What happens if you have a negative credit card balance?

If you have outstanding credit card debt at the time that you apply for a mortgage, you will need to prove that you have the assets to pay off the debt. Otherwise, you can expect to be dealt a high interest rate on your mortgage.

If you have had outstanding credit card debt for most of your adult life, you might face an even stiffer penalty. You might not be able to get a mortgage at all.

Your credit score, used by loan officers as a determinant of your mortgage rate, reflects your entire credit history. If you usually pay off credit card debt in a timely manner, your credit score should be okay, even if you have some debt at the moment. However, if you have defaulted on one or more credit cards in the past, your credit score will show damage.

How should you deal with negative credit card balances?

If you don’t need a mortgage immediately, you can save yourself money by waiting until you’ve paid off your debt to get a mortgage.

Start by consolidating your debt. Shift balances from multiple, high-interest credit cards to one low-interest card. Each high-interest credit card will charge you a transfer fee (usually around 3% to 5% of the balance) when you move your balance to a new card, but because the interest rate is lower on the new card, you’ll have an easier time paying off debt.

After you’ve consolidated your debt, create a budget to control your spending. Purchase only needs, not wants. Before long, you should begin to discover that you have a little money leftover at the end of each month. Use that money to pay down your debt and, whenever possible, pay more than your minimum payment.

What happens if you have never had a credit card?

Lack of credit does not equal financial irresponsibility.
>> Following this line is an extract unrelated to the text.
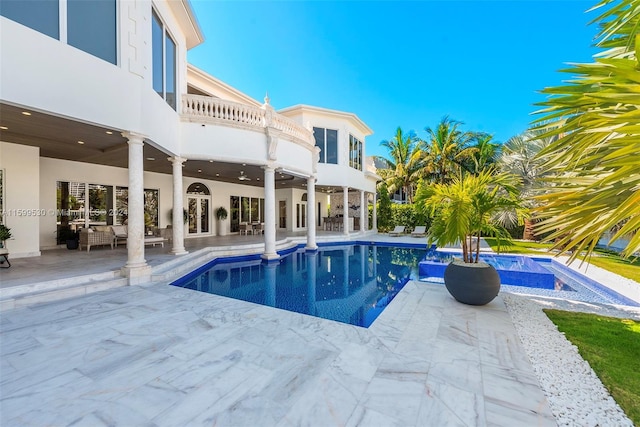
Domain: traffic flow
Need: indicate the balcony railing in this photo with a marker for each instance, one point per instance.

Lenders know this. That’s why a number of options have been designed to assist people without a credit history in getting a mortgage.

Government-backed mortgages (FHA loans) are designed for low-income, first-time homebuyers. Instead of being based on a credit report, your mortgage will be based on evidence that you have been reliable in paying rent, utilities, or other recurrent bills. The paperwork involved with FHA loans is dense, and you may have to put down a larger than usual down payment.

Alternatively, you could ask a friend or family member with good credit to co-sign on your loan. Before you choose to have someone co-sign for you, make sure you both have a thorough understanding of the effect the loan will have on your credit reports.

How should you establish new credit?

If neither FHA loans nor co-signers suit your fancy, you will need to spend some time establishing good credit on your own.

Get a credit card and use it the same way you have been using your debit card. Pay only for things you can afford, and keep track of the balance as you make purchases to be sure you aren’t overspending. Pay off your credit card balance each month, and you’ve got yourself some good credit!